Berlusconi empfiehlt Monti als Nachfolger – Lega stellt sich quer
Bei 7,35 Prozent notierten heute die Zinsen für italienische Staatsanleihen. Die Politik forciert das Tempo. Berlusconi könnte schon am Samstag zurücktreten, eine Übergangsregierung zeichnet sich ab.

Der scheidende italienische Ministerpräsident Silvio Berlusconi hat den früheren EU-Wettbewerbskommissar Mario Monti implizit als seinen Nachfolger empfohlen. Er wünsche Monti eine «fruchtbare Arbeit im Interesse des Landes», heisst es in einem Glückwunschtelegramm Berlusconis an den 68-jährigen Wirtschaftswissenschaftler, das am Donnerstag veröffentlicht wurde. Das Telegramm bezieht sich darauf, dass Monti am Mittwoch den Titel eines Senators auf Lebenszeit erhielt. Monti war von 1994 bis 2004 EU-Kommissar.
Die an der italienischen Regierung beteiligte Partei Lega Nord will den früheren EU-Kommissar Mario Monti allerdings bei einer möglichen Übernahme des Amtes des Regierungschefs nicht unterstützen. Sollte Monti das Mandat für eine Regierungsbildung erhalten, werde die Lega Nord «in die Opposition wechseln», sagte Innenminister Roberto Maroni. Die rechtspopulistische Partei könne Monti nicht unterstützen, da er nicht der Mehrheit angehöre, die 2008 die Parlamentswahlen gewonnen habe.
Lega ist für Sparprogramm
Andererseits wolle die Lega Nord aber dem Reform- und Sparprogramm im Parlament zustimmen, das Regierungschef Silvio Berlusconi zur Bedingung für seinen Rücktritt gemacht hatte, sagte Maroni weiter. «Das wird der letzte Akt dieser Regierung.»

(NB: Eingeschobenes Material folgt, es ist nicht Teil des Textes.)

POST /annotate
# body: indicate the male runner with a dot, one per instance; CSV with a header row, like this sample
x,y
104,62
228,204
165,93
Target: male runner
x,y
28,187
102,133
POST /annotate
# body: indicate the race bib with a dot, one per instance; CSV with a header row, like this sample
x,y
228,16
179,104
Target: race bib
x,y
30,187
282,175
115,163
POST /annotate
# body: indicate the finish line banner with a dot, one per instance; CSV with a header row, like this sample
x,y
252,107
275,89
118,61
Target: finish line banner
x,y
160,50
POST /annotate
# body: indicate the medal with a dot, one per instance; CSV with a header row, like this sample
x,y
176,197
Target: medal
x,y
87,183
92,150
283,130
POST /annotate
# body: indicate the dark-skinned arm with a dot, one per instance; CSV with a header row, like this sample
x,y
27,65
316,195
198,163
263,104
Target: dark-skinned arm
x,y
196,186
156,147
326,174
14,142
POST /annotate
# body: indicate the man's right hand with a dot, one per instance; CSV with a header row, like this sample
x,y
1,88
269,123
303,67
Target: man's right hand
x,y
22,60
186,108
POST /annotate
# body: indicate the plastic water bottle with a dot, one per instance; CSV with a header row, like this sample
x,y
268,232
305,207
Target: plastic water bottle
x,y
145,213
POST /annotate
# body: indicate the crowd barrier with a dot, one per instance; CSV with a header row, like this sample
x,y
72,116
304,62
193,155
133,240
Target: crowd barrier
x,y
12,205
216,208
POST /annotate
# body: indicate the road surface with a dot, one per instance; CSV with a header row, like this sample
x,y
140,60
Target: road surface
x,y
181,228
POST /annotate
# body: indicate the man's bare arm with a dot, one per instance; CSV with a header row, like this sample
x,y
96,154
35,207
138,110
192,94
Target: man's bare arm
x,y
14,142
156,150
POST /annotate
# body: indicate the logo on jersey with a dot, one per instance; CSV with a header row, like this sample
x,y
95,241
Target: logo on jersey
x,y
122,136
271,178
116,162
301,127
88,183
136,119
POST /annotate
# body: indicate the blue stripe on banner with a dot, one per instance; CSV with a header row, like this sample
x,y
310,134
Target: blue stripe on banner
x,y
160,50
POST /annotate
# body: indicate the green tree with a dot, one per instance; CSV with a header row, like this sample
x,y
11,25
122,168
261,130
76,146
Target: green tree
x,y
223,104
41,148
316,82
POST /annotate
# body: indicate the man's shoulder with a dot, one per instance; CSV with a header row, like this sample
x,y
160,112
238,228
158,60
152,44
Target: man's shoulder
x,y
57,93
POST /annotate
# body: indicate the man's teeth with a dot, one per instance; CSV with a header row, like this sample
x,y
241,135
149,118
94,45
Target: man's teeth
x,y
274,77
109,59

Die Entscheidung der Lega Nord, die statt einer Übergangsregierung vorgezogene Neuwahlen fordert, dürfte die Arbeit eines neuen Regierungschefs erschweren. Unabdingbar für die Unterstützung einer neuen Regierung ist die Partei aber nicht, die über nur 59 der 630 Sitze im italienischen Parlament verfügt.
Mailänder Börse legt zu
Die Mailänder Börse legte am Morgen angesichts steigender Hoffnung auf ein Ende der politischen Hängepartie in Italien um mehr als drei Prozent zu. Die Zinsen für italienische Staatsanleihen bleiben weiter deutlich über der kritischen Marke von sieben Prozent. Das war die Marke, bei der Irland, Griechenland und Portugal internationale Hilfen und den Schutz des Euro-Rettungsschirms brauchten. Die Zinsen für zehnjährige italienische Anleihen notierten am Morgen bei 7,35 Prozent.
Unter dem Druck der Schuldenkrise hatte Berlusconi am Dienstagabend angekündigt, er werde nach der Verabschiedung zentraler Spar- und Reformpläne durch das Parlament sein Amt abgeben. Staatschef Giorgio Napolitano erklärte, nach Berlusconis Rücktritt werde er «umgehend» Gespräche zur Bildung einer neuen Regierung einleiten. Denkbare Szenarien sind die Bildung einer um die Zentrumspartei erweiterten neuen Regierung, eine von einem unabhängigen Experten geführte nationale Einheitsregierung oder vorgezogene Parlamentswahlen.
Die Verabschiedung der Sparmassnahmen wird bis zum Wochenende erwartet. Italienischen Medienberichten zufolge wird der Senat wohl am Freitag, das Abgeordnetenhaus am Samstagnachmittag, spätestens aber am Sonntag über die Reformen abstimmen.
Italien muss sich selbst retten
Italien ist die drittgrösste Volkswirtschaft der Eurozone. Das Land hat einen Schuldenberg von rund 1,9 Billionen Euro angehäuft. Ein Rettungseinsatz wie bei Irland, Portugal oder Griechenland könnte die anderen Euro-Länder überfordern.